Champs & Chumps ..........Stock Market Winners & Losers

Friday, February 09, 2007

Spectrum Brands, Inc. (SPC)


Last Trade:8.67
Trade Time:Feb 9
Change:Down 1.22 (12.34%)

Shares of Spectrum Brands Inc. slid for their second day Friday amid an analyst downgrade and a credit rating cut due to the battery and personal product maker's disappointing fiscal first-quarter performance.

Early Thursday, the maker of Rayovac batteries said it swung to a quarterly loss due to restructuring charges and increased advertising spending, sending shares down 15 percent by the market close.

Ratings agency Standard & Poor's cut its rating on the company Friday, citing weak operating performance, intense competition in its battery business and higher commodity costs.

The lackluster first quarter prompted Prudential Equity Group analyst Constance Maneaty to lower her rating on the stock to "Underweight" from "Neutral Weight" on deteriorating fundamentals. "The base business results seem to have worsened, and the only growth we are attributing to the business in fiscal year 2008 is cost savings," she said.

Although Spectrum is planning a sale of its lawn and garden division, Maneaty said the divestiture will not give enough of a boost to the company's balance sheet. The analyst said she is looking for Spectrum to start the process of selling a second asset, possibly its battery business, during this fiscal year.

Deutsche Bank analyst Bill Schmitz Jr., however, said he thinks the market's reaction to the company's first quarter results is "overdone" and that shedding assets could help put Spectrum back on the right track.

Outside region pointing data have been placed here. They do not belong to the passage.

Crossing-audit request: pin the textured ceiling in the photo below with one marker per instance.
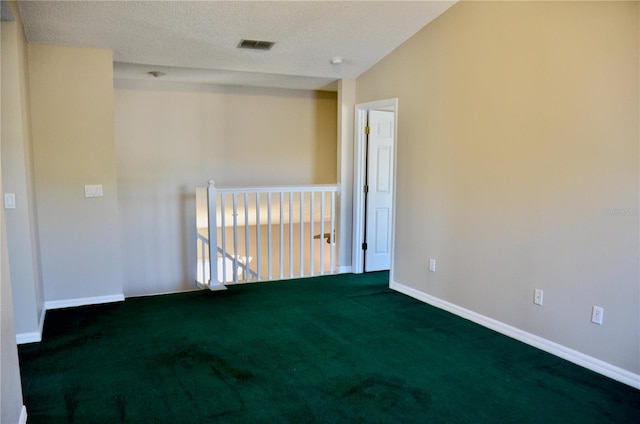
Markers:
(196, 40)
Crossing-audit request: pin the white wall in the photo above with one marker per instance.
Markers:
(73, 143)
(172, 138)
(17, 178)
(10, 386)
(517, 138)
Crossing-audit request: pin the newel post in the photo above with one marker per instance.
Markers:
(214, 282)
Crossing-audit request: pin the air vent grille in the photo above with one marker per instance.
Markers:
(255, 44)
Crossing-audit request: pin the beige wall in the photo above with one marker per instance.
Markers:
(172, 138)
(73, 143)
(17, 178)
(518, 166)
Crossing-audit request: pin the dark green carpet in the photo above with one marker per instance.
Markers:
(325, 350)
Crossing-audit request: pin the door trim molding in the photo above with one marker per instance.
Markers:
(359, 158)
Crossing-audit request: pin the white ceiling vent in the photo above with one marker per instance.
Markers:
(255, 44)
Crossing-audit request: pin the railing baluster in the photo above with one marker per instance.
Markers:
(224, 241)
(290, 234)
(235, 239)
(301, 273)
(269, 235)
(246, 237)
(258, 246)
(322, 233)
(332, 234)
(281, 236)
(312, 218)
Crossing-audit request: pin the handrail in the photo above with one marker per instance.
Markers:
(243, 266)
(315, 188)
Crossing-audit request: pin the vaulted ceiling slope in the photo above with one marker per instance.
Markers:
(197, 40)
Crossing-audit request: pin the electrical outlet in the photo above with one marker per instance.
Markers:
(537, 296)
(597, 314)
(432, 265)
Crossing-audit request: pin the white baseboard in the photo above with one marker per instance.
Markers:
(43, 315)
(23, 415)
(69, 303)
(586, 361)
(24, 338)
(35, 336)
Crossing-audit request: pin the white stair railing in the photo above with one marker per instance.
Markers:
(267, 233)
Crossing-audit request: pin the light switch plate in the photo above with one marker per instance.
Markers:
(93, 190)
(9, 200)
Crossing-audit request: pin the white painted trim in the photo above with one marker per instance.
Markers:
(83, 301)
(24, 338)
(35, 336)
(43, 315)
(359, 159)
(578, 358)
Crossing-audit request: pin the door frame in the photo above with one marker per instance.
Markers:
(359, 168)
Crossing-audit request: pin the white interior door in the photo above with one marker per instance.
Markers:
(379, 200)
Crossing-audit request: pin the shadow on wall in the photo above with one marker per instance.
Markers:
(324, 163)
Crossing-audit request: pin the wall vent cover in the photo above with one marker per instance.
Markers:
(255, 44)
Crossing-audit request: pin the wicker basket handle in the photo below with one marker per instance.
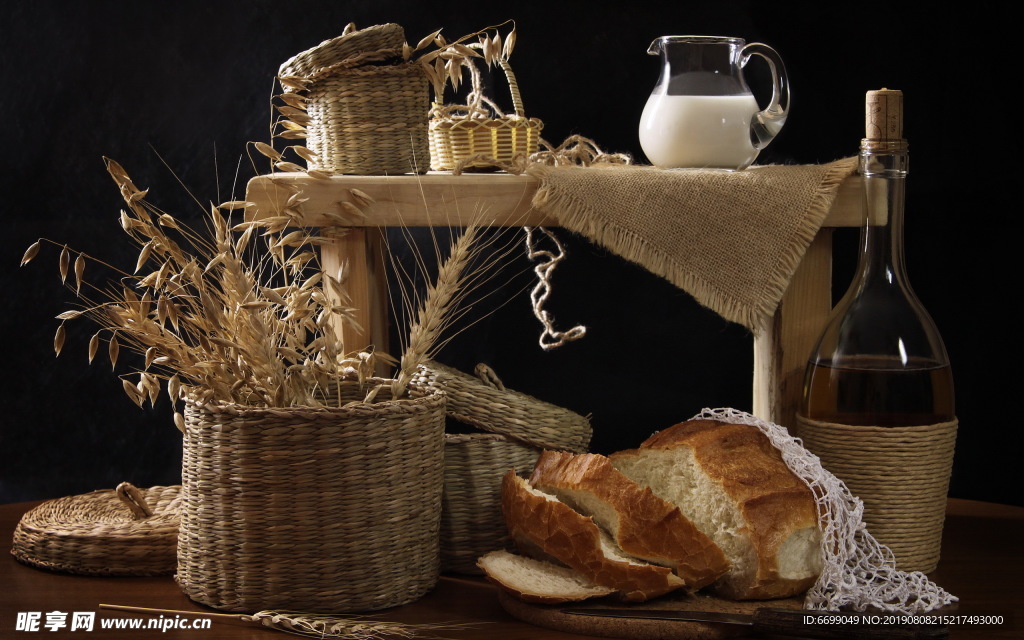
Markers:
(488, 377)
(513, 88)
(132, 498)
(476, 96)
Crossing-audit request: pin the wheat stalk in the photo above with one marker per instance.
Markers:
(434, 314)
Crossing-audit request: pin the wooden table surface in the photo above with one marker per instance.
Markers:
(982, 563)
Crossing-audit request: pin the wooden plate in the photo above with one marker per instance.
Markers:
(551, 616)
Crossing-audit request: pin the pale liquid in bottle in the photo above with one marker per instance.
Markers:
(868, 390)
(698, 131)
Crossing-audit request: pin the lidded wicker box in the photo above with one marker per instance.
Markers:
(514, 427)
(366, 107)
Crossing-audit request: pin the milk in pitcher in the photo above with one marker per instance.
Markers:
(712, 131)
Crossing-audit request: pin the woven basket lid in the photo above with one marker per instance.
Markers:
(347, 45)
(484, 402)
(124, 531)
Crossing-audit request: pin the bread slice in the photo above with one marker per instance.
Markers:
(733, 485)
(643, 525)
(536, 581)
(539, 520)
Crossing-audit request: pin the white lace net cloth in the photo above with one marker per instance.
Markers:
(858, 571)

"While outlook for 2007 is bleak and it will clearly be a rebuilding year, we believe there is still a solid opportunity to downsize the business (and) drive ongoing restructuring savings as assets are shuttered," Schmitz said in a note to investors.

Spectrum shares fell 87 cents, or 8.8 percent, to $9.02 in heavy afternoon trading on the New York Stock Exchange.


Energy Conversion Devices, Inc. (ENER)


Last Trade:29.65
Trade Time:Feb 9
Change:Down 5.85 (16.48%)

Energy Conversion Devices Inc., which makes rechargeable batteries and thin-film materials used in solar-powered devices, said on Thursday its second-quarter loss narrowed, but revenue fell 5 percent, missing Wall Street forecasts.

The company also said it does not think it will reach sustained profitability in fiscal 2007.

Energy Conversion reported a quarterly loss of $2.9 million, or 7 cents per share, compared with a loss of $5.7 million, or 19 cents per share during the 2005 period.

Revenue fell 5 percent to $22.9 million from $24.3 million.

Analysts polled by Thomson Financial forecast a loss of 6 cents per share on revenue of $32.6 million.

Revenue from the company's United Solar Ovonic subsidiary fell to $19.2 million from $21.7 million during the same period a year earlier. The company said costs related to production capacity ramp up at a new manufacturing facility pinched gross profit margins at United Solar during the quarter to 16 percent from 21.2 percent.

The company also said it no longer expects to achieve sustainable profitability by the end of fiscal 2007, as previously projected. Energy Conversion Devices Chairman and Chief Executive Robert C. Stempel cited delays in securing additional funding for its emerging technologies. Stempel added that the company would pursue funding and restructuring alternatives to achieve its goal in the near term.